Traditionally, we don’t reinforce a search that doesn’t produce a positive indication. To avoid extinguishing the behavior, we use ‘controlled positive samples’ (a drug or an explosive, we know it is there because we have placed it there to give the animal a possibility to obtain a reinforcer).

That is a correct solution, except that it teaches the dog that the criterion for success is ‘to find’ and not ‘not to find,’ which is not true. ‘Not to find’ (because there is nothing) is as good as ‘to find.’ The tricky part is, therefore, to reinforce the ‘clear’ and how to do it to avoid sloppiness (strolling around) and cheating.

Let us analyze the problem systematically.

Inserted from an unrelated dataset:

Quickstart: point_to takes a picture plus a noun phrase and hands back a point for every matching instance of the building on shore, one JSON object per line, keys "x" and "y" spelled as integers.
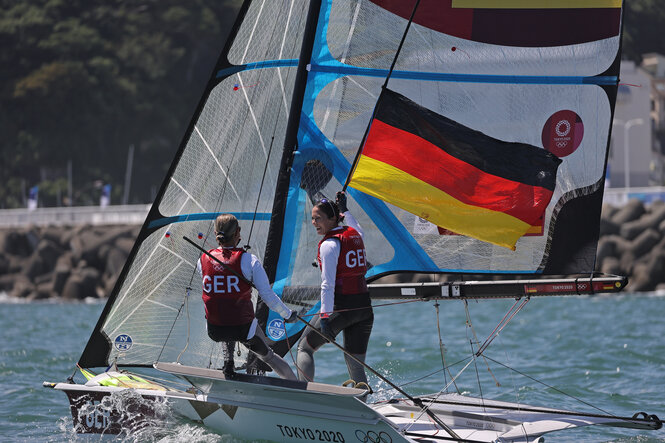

The following process does not give us any problems:

Search,sound => Dog searches => “!+sound”(yes) or Continue,sound(yes) => Dog searches => Dog finds thing (Thing,scent) => Dog points (‘here’ behavior) => “!±sound”(good-job) + “!-treat”.

No problem, but what, then, when there is no thing (∅Thing,scent)? If I don’t reinforce the searching behavior, I might extinguish it. In that situation, I reinforce the searching with “!+sound”(yes):

“Search,sound” => Dog searches => “!+sound”(yes) => Dog searches => ∅Thing,scent => Dog comes back to me (‘clear’ behavior) => “!±sound”(good-job). */And I can also give “!-treat”*/

Looks good, but it poses us some compelling questions:
How do I know the dog is searching versus strolling around (sloppiness)?
How do I know I am reinforcing the searching behavior?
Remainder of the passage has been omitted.